Point of symmetry in $y=\frac{9x+7}{3x+12}$

Question

I got this question to find point of symmetry in $$y=\frac{9x+7}{3x+12}$$

As it is, I am not able to see a way to do this. Plotting on google

we get that point of symmetry may be in second quadrant. Still how will we find it if we don't have graph at all?

Thanks a lot!

Answer 1

Let consider a translation of the origin in $(-4,3)$ that is

• $u=x+4\implies x=u-4$
• $y-3=v\implies y=v+3$

and we obtain

$$y=\frac{9x+7}{3x+12}\iff v+3=\frac{9(u-4)+7}{3(u-4)+12}\iff v=\frac{9u-29}{3u} -3\iff v=\frac{-29}{3u}$$

Answer 2

The point of symmetry is the point where the horizontal and vertical asymptotes intersect.

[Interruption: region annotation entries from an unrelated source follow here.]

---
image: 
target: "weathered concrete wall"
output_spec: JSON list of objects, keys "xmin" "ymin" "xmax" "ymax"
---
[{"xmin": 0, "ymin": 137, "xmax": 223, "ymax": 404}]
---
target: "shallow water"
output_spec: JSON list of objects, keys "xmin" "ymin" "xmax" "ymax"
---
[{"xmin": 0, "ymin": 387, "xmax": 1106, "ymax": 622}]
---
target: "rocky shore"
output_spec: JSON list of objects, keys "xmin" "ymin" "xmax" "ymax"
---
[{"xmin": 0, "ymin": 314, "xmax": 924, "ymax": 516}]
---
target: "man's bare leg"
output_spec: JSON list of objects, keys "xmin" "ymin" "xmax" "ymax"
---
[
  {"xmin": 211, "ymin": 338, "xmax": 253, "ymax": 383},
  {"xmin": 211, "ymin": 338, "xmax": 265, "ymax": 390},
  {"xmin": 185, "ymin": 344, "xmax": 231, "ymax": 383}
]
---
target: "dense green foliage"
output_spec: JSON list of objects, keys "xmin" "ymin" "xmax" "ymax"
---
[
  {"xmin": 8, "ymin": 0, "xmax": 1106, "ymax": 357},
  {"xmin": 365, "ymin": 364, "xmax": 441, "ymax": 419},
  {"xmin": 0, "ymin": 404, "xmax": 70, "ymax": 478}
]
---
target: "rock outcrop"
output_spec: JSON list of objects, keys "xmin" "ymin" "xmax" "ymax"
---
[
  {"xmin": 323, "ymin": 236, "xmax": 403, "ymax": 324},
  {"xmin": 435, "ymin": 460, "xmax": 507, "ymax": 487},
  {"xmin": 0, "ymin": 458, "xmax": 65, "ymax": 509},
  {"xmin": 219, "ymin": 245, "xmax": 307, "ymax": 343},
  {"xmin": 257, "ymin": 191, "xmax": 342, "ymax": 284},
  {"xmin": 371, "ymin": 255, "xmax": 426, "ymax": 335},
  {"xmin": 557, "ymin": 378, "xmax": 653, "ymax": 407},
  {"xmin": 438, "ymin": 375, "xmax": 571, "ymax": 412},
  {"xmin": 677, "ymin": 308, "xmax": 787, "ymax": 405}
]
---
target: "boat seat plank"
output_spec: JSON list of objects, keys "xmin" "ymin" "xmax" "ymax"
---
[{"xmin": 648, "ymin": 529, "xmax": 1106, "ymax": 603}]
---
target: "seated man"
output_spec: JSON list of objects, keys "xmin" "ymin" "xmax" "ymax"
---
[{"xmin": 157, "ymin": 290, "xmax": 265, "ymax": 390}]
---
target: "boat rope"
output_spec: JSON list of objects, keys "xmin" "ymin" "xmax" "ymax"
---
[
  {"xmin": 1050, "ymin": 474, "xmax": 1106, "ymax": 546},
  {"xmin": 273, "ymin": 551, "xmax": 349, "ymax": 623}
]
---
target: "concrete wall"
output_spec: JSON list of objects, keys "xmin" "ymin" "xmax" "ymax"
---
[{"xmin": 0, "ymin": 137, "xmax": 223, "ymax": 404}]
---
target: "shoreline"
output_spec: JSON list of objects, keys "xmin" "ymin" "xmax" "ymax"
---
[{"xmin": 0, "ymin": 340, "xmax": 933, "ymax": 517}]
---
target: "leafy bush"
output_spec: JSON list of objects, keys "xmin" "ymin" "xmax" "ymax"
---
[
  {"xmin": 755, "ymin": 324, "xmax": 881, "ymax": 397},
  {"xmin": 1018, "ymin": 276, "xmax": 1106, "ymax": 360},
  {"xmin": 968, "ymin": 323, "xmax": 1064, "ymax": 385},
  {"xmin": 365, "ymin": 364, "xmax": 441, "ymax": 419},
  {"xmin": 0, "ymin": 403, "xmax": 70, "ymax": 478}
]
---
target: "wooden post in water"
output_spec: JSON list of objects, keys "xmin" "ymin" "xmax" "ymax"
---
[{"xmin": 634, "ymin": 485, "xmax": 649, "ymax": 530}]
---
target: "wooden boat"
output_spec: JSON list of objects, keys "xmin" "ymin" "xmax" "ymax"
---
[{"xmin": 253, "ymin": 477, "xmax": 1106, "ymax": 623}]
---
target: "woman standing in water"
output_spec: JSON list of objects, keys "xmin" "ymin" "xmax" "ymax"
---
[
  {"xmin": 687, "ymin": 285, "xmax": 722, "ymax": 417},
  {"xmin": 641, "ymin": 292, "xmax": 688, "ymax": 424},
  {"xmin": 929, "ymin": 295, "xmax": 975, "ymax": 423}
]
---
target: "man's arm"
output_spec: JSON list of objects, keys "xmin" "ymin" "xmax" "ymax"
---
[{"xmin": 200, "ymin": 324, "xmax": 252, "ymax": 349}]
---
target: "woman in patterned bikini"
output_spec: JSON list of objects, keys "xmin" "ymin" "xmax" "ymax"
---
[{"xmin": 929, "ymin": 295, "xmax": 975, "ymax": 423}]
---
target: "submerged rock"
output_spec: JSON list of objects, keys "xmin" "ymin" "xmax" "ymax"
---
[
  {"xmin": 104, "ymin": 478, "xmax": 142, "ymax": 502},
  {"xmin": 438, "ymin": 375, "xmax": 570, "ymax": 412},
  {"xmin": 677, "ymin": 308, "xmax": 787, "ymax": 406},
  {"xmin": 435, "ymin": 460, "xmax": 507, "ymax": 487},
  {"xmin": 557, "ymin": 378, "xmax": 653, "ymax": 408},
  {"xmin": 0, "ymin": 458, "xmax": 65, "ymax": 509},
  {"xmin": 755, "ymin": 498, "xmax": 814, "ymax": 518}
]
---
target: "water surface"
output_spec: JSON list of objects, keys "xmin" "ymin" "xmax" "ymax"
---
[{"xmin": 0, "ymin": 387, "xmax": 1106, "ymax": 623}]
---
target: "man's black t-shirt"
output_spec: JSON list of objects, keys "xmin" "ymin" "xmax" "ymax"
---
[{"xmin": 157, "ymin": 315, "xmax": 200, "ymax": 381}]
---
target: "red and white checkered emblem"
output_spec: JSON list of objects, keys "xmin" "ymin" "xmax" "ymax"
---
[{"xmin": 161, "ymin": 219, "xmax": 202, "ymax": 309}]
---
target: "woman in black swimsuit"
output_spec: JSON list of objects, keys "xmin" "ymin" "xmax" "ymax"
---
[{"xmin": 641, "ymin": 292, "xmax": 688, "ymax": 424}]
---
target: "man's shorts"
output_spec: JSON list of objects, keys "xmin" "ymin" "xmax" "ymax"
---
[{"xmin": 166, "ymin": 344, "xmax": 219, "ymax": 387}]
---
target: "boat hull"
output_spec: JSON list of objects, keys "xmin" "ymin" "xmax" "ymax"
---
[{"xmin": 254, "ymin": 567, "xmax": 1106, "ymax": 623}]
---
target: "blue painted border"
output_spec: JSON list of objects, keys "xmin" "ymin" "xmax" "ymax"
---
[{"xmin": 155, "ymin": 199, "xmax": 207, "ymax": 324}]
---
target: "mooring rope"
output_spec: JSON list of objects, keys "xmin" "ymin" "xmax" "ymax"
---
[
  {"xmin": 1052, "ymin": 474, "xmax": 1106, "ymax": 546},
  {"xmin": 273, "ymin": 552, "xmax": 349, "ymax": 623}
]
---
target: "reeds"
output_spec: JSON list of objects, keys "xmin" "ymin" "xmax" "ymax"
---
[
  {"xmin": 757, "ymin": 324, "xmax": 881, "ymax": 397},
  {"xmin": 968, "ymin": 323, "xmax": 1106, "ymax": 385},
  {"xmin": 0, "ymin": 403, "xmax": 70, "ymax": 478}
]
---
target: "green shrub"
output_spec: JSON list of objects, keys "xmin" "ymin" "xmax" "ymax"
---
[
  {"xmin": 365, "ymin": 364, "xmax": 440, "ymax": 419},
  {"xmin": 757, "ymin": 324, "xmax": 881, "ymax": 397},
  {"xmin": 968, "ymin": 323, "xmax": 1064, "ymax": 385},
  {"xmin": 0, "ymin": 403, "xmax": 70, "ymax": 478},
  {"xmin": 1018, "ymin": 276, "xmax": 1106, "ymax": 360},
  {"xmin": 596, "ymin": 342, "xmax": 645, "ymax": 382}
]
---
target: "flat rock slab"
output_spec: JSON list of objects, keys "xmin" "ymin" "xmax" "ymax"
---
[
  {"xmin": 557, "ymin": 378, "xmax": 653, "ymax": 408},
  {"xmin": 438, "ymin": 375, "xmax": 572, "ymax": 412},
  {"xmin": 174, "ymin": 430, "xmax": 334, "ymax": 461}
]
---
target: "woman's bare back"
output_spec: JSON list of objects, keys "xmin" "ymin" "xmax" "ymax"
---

The vertical asymptote can be found by setting the denominator equal to zero. \begin{align*} 3x + 12 & = 0\\ 3x & = -12\\ x & = -4 \end{align*}

The horizontal asymptote is the value the function approaches as $x \to \infty$ or $x \to -\infty$. If we divide the numerator by the denominator, we get $$9x + 7 = 3(3x + 12) - 29 \implies \frac{9x + 7}{3x + 12} = 3 - \frac{29}{3x + 12}$$ The term $$-\frac{29}{3x + 12} \to 0$$ as $x \to \infty$ or $x \to -\infty$. Hence, the horizontal asymptote is $y = 3$.

Therefore, the point of symmetry is $(-4, 3)$.